Measuring Search, A Human Approach
In my first post on search I discussed two strategies for human or metrics-centered approaches to improving search. Now, I’m going to introduce you to a concept that is a bit of both: how to measure search.
There are two main ways to measure search relevance: online (log-based) and offline (human-rated). There are distinct advantages and disadvantages to each, but it’s important to know that these approaches complement each other. It’s not one-or-the other, to really measure search (and improve it) you need both approaches!
When it comes to improving our products in a data-driven way, A/B testing is considered the gold standard. After all, the alternative might be just updating our product on a hunch [shudder]. A/B testing, for the uninitiated, is the process of dividing your user traffic into equal parts, randomly assigning them to a group, giving each group a different “treatment” or version of the product, and measuring the difference in some metric of interest. Basically, we are running an experiment. That enables us to draw causal inference from our changes. Aww yeah.
Here’s the thing about A/B testing in search: while online measurement and A/B testing are going to tell you what your users are up to, it won’t tell you why. For that you need some human interpretation. It’s that old qual+quant magic again!
We need both online and offline measures for search. Why? Because they tell you different things.
Online search measurement — A/B testing and metrics — measure how people are interacting with your service. Great! But there’s a fly in the ointment: those measures are highly dependent on the metrics you choose. If you choose click through rate, for example, you might not get the most relevant results.
Users are fickle. They have jobs to do, a task to accomplish on your site. Once they find something that satisfices, they may leave. They may get distracted by pictures of cute dogs.
People click on results for all sorts of reasons. It’s easy to get fooled into thinking your results are great, when in reality you are just promoting your most clickable results (like that pug, he’s just sooooo cuuuuute!) .
Human judgment to the rescue
Human judgment, human relevance testing, human rating, relevance judgment, or whatever you call it, is a method where you get actual humans to rate content. The methodology may differ from company to company, but basically it works like this: you give raters a query, then a document, and ask how relevant that document is to the query. Then, all you have to do is take those ratings and turn them into scores. Easy! The great thing about raters is that they are a captive audience. They have to look at the query document pairs that you show them! They don’t look at the cute dog picture and move on, they stick around and rate all the results! This is a huge boon for getting useful metrics. The other advantage is that these raters are focused on relevance, they aren’t swayed by the soulful gaze of the pug, they know the dude in the sweater is much more likely to be relevant. Another bonus is that raters can tell you why they think of something as relevant. They don’t just bounce from the site, they are there to hang out and discuss with you if you want (and you do). Getting the why and the what is critical to merging your human-centered and metrics-driven approaches to search.

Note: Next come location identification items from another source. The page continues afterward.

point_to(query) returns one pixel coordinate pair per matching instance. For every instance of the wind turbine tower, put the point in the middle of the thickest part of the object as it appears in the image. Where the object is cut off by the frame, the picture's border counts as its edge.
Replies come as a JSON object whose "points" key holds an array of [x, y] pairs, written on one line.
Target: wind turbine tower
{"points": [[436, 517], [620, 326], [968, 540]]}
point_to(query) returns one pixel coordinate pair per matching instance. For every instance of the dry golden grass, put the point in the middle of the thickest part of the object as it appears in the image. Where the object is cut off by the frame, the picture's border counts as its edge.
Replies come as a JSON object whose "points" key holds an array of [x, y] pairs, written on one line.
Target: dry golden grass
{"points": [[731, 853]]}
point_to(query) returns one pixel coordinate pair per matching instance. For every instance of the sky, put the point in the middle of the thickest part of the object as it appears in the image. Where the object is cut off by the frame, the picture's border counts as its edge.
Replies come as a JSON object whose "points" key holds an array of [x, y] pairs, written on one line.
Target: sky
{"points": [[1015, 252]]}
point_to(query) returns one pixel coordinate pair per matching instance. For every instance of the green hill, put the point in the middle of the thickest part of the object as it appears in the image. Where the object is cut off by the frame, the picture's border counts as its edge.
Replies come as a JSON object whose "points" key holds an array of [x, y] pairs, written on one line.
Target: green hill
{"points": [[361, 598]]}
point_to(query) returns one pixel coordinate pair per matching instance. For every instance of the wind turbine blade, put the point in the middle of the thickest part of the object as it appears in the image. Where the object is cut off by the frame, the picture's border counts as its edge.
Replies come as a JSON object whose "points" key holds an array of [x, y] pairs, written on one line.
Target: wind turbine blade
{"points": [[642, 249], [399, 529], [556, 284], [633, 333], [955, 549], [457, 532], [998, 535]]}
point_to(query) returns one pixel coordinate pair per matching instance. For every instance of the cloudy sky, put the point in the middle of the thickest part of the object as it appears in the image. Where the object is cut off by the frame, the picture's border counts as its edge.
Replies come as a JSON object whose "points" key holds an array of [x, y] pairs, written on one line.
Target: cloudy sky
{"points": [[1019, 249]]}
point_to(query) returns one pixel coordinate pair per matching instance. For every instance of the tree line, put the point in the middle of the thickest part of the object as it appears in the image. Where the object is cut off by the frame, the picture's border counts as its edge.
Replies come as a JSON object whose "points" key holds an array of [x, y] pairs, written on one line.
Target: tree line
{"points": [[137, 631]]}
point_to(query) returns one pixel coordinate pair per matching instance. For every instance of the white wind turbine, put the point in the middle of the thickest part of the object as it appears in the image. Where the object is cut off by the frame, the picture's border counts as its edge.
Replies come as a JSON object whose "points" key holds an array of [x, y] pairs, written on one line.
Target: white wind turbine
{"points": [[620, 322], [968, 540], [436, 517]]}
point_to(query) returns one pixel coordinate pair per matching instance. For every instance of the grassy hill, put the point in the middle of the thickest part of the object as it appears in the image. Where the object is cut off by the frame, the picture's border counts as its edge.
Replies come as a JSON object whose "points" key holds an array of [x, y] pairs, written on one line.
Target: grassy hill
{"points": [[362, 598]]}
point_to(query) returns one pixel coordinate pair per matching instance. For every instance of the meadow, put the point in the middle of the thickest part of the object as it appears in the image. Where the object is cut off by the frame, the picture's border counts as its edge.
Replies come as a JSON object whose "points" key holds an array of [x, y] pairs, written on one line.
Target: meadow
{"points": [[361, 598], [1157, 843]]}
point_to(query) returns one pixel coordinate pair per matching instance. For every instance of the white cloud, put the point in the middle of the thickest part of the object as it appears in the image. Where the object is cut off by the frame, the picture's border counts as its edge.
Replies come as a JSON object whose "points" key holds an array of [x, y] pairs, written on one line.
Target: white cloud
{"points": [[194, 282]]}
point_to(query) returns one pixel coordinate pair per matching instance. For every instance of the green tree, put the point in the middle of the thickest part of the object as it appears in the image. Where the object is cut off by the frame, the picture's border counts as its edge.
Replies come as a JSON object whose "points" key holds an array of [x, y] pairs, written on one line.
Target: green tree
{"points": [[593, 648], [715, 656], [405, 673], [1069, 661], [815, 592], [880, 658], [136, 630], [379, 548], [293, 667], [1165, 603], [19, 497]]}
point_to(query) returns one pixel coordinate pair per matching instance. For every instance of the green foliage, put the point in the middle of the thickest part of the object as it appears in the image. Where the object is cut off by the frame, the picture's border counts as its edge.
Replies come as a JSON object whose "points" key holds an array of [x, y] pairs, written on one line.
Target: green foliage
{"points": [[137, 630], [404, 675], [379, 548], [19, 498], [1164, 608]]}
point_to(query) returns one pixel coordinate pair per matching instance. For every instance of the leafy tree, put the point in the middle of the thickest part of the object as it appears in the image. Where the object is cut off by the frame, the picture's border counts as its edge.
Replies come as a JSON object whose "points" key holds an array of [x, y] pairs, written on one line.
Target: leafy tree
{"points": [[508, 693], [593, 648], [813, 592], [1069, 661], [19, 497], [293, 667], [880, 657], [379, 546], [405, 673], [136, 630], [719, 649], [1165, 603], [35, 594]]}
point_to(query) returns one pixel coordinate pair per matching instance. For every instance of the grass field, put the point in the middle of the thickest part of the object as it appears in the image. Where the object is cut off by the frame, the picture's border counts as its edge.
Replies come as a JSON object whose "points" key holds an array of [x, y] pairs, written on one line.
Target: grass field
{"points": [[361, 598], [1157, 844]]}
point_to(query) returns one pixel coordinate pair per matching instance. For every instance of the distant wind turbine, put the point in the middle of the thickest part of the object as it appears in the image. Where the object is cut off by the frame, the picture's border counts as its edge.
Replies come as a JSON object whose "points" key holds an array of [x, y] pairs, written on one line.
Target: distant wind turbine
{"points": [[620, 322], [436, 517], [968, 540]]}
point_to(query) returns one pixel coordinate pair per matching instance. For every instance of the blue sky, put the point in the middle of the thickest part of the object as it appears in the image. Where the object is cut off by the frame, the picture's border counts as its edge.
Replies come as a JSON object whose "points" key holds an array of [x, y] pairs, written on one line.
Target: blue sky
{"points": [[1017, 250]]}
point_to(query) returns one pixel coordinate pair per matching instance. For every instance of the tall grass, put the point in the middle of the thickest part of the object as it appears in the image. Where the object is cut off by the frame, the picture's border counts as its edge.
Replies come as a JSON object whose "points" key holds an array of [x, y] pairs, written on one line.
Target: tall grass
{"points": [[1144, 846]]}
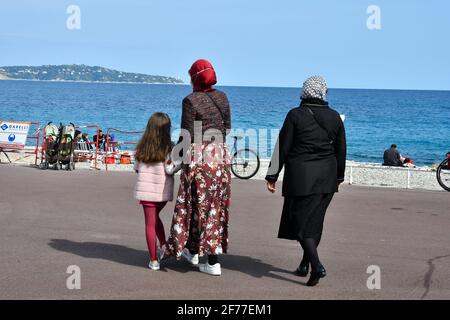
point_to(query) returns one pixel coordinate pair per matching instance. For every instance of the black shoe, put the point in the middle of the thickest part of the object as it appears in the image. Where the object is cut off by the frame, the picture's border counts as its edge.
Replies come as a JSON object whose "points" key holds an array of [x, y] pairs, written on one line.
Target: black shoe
{"points": [[302, 270], [315, 277]]}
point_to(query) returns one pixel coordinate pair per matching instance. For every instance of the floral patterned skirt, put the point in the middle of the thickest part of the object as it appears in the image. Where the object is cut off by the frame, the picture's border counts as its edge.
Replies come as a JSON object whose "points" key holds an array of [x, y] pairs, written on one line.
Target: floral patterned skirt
{"points": [[200, 220]]}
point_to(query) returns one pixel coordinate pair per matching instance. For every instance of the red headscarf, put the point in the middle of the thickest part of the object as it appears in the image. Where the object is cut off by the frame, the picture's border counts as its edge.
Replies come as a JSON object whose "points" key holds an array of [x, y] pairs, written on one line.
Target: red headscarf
{"points": [[203, 76]]}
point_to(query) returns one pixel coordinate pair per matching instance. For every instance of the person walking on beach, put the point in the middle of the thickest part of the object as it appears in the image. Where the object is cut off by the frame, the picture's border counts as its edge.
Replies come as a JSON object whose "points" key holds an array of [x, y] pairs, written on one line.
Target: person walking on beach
{"points": [[154, 185], [200, 221], [312, 148], [391, 157]]}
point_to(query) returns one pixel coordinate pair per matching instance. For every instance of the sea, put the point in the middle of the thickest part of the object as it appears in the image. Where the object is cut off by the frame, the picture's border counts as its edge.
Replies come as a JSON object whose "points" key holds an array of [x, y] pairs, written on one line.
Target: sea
{"points": [[417, 121]]}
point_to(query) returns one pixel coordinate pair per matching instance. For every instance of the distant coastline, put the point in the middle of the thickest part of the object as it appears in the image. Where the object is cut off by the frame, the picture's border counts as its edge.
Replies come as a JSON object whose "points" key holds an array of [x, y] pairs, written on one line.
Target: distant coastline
{"points": [[81, 73], [95, 82]]}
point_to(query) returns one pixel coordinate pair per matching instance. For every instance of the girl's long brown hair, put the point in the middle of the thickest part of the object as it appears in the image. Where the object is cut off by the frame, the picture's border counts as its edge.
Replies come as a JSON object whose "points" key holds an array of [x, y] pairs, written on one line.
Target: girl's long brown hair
{"points": [[155, 143]]}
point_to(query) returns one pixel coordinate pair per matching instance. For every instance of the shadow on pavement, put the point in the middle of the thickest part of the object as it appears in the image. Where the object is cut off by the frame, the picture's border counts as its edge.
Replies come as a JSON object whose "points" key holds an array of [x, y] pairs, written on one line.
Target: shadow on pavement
{"points": [[106, 251], [139, 258]]}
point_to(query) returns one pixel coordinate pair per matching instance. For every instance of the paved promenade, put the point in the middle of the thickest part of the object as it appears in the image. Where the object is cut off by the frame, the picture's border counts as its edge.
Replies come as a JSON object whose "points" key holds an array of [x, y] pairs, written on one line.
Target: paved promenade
{"points": [[52, 219]]}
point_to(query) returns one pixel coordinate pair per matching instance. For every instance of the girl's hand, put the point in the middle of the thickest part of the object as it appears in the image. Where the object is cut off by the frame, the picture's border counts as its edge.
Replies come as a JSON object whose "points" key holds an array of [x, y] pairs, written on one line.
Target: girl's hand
{"points": [[271, 186]]}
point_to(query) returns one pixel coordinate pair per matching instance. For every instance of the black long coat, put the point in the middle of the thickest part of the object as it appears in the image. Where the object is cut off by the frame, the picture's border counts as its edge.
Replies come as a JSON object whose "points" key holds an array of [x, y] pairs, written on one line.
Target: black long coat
{"points": [[312, 148]]}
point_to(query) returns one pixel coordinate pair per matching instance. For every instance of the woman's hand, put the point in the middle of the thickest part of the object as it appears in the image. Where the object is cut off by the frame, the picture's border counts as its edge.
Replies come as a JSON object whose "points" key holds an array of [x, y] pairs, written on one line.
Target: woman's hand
{"points": [[271, 186]]}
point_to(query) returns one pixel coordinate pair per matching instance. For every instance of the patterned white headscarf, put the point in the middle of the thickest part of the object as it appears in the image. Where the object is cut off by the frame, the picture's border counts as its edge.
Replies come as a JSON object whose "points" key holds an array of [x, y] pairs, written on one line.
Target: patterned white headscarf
{"points": [[314, 87]]}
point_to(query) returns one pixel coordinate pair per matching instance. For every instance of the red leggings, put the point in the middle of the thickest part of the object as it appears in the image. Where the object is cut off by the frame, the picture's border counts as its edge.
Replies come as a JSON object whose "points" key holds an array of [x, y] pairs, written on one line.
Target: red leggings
{"points": [[154, 228]]}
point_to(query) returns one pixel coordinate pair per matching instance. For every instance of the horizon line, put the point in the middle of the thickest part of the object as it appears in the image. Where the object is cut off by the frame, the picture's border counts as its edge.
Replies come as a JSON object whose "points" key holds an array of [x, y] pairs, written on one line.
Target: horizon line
{"points": [[221, 85]]}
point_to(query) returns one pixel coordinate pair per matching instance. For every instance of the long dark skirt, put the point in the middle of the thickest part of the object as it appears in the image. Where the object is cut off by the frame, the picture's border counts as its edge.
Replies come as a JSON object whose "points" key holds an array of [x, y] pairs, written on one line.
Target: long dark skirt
{"points": [[303, 217]]}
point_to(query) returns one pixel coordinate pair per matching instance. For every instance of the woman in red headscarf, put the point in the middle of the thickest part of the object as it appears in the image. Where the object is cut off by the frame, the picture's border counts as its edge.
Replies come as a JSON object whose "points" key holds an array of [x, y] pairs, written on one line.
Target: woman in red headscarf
{"points": [[200, 221]]}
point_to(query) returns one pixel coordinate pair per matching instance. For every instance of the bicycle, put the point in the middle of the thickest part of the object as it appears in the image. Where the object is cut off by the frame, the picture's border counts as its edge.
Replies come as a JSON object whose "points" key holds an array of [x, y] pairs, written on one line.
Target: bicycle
{"points": [[244, 162], [443, 173]]}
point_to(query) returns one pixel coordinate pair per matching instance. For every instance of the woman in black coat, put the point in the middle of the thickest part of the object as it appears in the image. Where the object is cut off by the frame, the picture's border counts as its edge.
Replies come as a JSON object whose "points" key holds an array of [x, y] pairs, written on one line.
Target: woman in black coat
{"points": [[312, 148]]}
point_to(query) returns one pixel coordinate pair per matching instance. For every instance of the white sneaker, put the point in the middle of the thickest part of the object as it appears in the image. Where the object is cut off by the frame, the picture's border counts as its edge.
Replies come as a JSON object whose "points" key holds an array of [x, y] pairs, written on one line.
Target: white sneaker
{"points": [[154, 266], [213, 270], [191, 258]]}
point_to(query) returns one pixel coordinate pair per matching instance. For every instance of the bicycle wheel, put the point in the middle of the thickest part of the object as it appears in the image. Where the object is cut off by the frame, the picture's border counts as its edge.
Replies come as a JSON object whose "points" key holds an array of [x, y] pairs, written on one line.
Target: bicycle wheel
{"points": [[245, 163], [443, 174]]}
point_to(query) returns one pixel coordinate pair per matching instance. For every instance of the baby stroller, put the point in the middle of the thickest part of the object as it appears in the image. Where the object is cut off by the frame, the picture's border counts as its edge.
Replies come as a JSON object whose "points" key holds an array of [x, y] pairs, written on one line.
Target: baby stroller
{"points": [[59, 143], [66, 147], [51, 140]]}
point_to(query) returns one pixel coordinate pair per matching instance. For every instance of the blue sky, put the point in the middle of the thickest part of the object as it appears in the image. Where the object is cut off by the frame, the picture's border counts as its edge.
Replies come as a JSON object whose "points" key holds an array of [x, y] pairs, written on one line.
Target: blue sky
{"points": [[251, 42]]}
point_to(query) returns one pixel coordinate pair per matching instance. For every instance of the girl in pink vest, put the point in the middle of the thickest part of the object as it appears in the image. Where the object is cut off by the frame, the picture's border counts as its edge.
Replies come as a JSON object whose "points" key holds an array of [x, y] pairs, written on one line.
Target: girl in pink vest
{"points": [[154, 186]]}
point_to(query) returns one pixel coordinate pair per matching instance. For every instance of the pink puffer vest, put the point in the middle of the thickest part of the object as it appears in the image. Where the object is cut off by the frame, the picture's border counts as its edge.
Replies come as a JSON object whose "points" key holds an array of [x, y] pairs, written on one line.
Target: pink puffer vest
{"points": [[153, 184]]}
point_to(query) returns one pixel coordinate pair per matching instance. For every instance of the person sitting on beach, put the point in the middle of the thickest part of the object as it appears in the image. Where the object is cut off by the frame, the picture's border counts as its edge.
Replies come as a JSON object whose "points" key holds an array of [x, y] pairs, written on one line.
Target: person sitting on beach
{"points": [[391, 157], [154, 185]]}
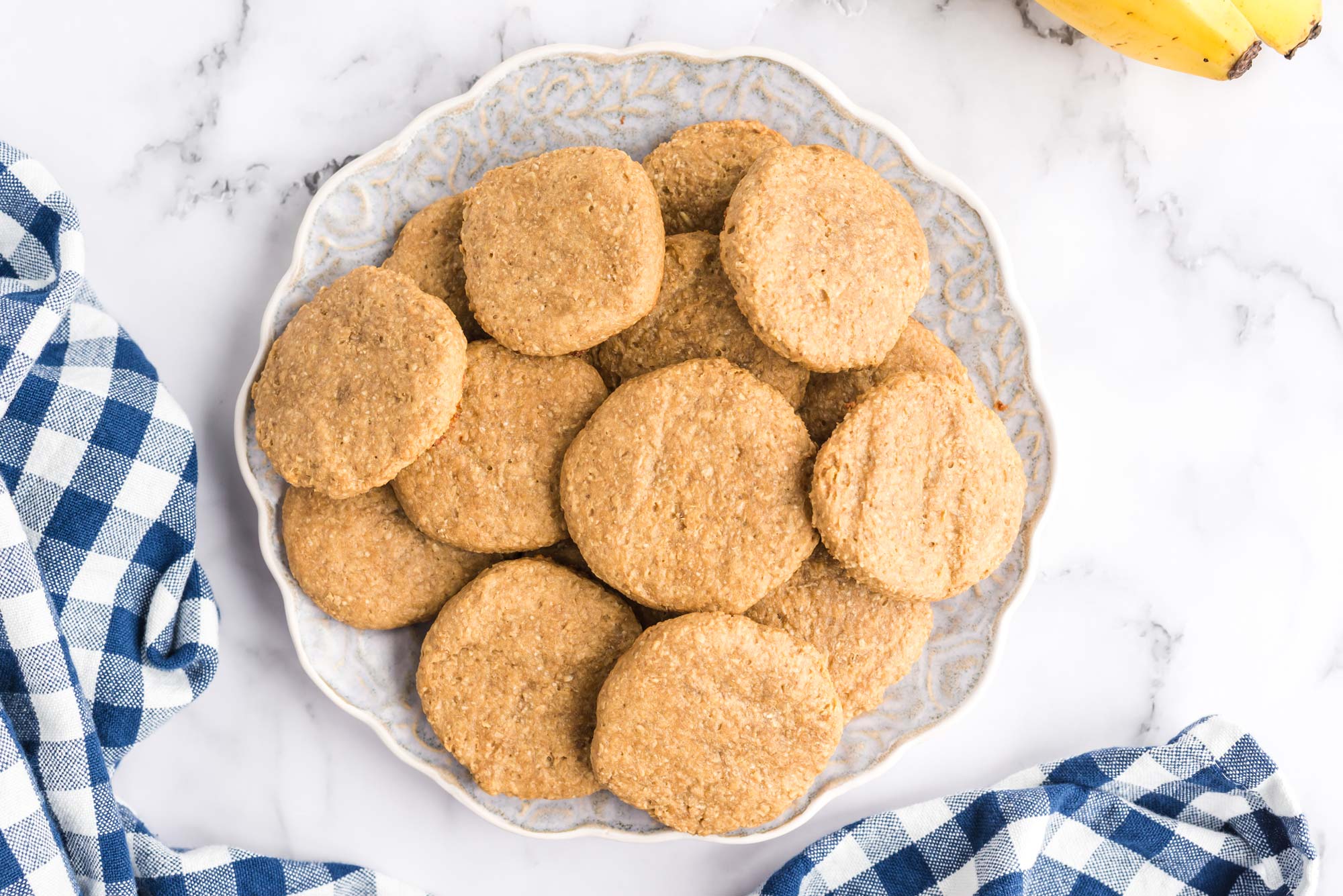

It’s not all sunshine and roses though. Human raters are humans, so … they need guidance, they can make mistakes, they take time, and they require money. Most of all, though, they are only a proxy for the user. They can’t be in the head of the actual user who issued the query in the first place. Remember how I said that users have a task to accomplish? Relevance evaluators don’t know the tasks or the motivations of the user. The tradeoff is that you can understand if Chew v Gates or Priebe v. Nelson is a better result for “Dog Bite” on your case law search engine because the raters can give you that feedback.
Many people will dismiss human rating as an unnecessary step in developing or tuning a search algorithm. I assure you, it is not. You need to understand what relevance truly looks like within your search application, and that means having people look at some search results (I’ll discuss how to do that in a later post). Without human judgment, you might be tuning based on the wrong metric, or tuning to the lowest common denominator. Having human ratings is invaluable as a foil against going down the wrong path with your relevance improvements.
Now that you are persuaded that human relevance is important, how do you combine that with online relevance scoring?
Well, every search algorithm change needs a launch review.
A launch review is a meeting where your team discusses the pros and cons of a particular algorithm change. The kinds of discussion might be: we’ve seen human DCG go up but engagement based DCG go down, should we ship this? Or maybe: we’re seeing across the board increases in engagement, but raters are telling us that we aren’t doing as well with ambiguous queries. Sometimes it’s hard to find the corner cases in log metrics, but our judges can catch them.
The purpose of the launch review is to look at the overall metrics, the A/B test results, the human ratings, and understand the impact of the algorithm change. Is it solving the user need we thought it was? Are we seeing the metrics increase we expected? If it’s not, back to the drawing board, but we need to know why.
Human evaluation is critical in getting that understanding.